Insbesondere bei der Entwicklung computergestützter Trainingsprogramme zur Wiederherstellung ausgefallener Sehleistungen nach Hirnläsionen kann das Magdeburger Institut für Medizinische Psychologie in den vergangenen Jahren auf erfolgreiche Resultate verweisen.
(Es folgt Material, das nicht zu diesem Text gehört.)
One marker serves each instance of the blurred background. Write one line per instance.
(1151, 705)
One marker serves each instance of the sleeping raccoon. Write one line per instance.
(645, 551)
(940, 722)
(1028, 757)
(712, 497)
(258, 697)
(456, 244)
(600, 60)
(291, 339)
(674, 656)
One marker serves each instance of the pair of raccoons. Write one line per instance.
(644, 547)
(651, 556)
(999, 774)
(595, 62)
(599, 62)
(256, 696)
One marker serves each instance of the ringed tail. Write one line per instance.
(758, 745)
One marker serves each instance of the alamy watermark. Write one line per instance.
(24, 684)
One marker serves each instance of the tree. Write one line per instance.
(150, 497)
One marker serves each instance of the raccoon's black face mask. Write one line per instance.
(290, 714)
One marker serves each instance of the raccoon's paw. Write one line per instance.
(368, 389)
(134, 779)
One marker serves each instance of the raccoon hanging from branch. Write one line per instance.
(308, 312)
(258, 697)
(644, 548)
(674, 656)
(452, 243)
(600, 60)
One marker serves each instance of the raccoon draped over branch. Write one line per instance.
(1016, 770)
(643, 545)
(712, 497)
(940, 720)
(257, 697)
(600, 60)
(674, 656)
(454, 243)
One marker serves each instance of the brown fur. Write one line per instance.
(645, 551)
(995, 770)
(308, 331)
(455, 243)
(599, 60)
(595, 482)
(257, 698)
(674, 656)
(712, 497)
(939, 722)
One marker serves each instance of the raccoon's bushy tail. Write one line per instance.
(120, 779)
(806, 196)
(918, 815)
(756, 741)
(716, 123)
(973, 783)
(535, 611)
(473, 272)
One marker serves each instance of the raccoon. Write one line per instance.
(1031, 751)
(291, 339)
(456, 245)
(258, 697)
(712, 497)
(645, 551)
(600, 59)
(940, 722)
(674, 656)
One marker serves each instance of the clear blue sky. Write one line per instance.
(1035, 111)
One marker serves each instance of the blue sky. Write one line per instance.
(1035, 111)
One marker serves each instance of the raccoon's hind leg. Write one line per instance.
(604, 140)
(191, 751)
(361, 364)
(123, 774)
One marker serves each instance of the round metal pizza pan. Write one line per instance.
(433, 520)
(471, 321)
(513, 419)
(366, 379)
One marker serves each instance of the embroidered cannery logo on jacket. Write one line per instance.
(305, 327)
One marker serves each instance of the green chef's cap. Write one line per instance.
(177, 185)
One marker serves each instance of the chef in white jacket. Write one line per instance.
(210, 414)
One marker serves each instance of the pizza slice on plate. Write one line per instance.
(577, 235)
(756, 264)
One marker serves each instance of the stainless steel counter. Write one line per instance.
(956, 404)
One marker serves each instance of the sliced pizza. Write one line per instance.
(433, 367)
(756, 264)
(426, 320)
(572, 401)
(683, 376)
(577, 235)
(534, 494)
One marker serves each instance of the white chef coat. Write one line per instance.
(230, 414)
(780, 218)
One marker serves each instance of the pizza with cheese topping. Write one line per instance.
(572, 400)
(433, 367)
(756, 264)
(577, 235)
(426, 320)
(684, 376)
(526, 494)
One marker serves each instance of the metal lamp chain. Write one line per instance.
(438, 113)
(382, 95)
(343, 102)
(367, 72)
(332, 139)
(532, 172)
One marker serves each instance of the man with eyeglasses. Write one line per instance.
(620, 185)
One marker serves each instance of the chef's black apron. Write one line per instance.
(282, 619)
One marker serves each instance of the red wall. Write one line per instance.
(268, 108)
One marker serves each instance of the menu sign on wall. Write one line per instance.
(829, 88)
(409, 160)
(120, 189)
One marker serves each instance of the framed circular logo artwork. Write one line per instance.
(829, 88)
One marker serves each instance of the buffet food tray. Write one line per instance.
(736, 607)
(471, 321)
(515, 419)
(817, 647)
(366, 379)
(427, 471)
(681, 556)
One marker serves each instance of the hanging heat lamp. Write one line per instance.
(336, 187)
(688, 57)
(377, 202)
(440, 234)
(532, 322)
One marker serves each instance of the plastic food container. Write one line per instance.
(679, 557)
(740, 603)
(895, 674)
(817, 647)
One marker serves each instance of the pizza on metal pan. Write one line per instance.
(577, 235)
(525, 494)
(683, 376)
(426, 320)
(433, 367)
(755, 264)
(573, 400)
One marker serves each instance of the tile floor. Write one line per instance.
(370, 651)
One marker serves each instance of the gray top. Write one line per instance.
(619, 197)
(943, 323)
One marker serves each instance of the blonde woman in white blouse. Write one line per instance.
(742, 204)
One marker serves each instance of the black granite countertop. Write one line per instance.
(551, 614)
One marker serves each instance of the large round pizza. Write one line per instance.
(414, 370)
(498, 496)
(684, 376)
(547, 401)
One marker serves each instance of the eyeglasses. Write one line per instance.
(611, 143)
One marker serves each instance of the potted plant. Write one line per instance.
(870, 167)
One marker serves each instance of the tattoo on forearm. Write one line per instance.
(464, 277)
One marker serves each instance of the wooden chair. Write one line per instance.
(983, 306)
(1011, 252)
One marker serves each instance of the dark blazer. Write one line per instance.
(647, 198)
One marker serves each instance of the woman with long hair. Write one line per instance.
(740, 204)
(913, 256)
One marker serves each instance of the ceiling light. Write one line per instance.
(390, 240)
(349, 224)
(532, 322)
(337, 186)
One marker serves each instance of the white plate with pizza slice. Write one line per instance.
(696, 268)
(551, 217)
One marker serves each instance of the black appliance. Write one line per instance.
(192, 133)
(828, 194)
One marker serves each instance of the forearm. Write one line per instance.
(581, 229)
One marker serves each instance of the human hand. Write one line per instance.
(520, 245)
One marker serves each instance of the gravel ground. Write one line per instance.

Ferner beschäftigen sich Fragestellungen dieses Forschungsverbundes zum Beispiel mit der Wirkung spezieller pharmakologisch wirksamer Substanzen auf das Zentralnervensystem sowie mit Untersuchungen zur repräsentativen Früh- und Verlaufsdiagnostik nach einem Schädel-Hirntrauma.

Weitere an dem Neuro-Verbund beteiligte Magdeburger Partner sind das Institut für Pharmakologie und Toxikologie, das Institut für Physiologie, die Klinik für Neurologie sowie das Leibniz-Institut für Neurobiologie. Zu den Projektbeteiligten in Berlin gehören die Abteilung für Neurologische Rehabilitation an der FU Berlin sowie die Kinderklinik und die Neurologische Klinik am Virchow-Klinikum.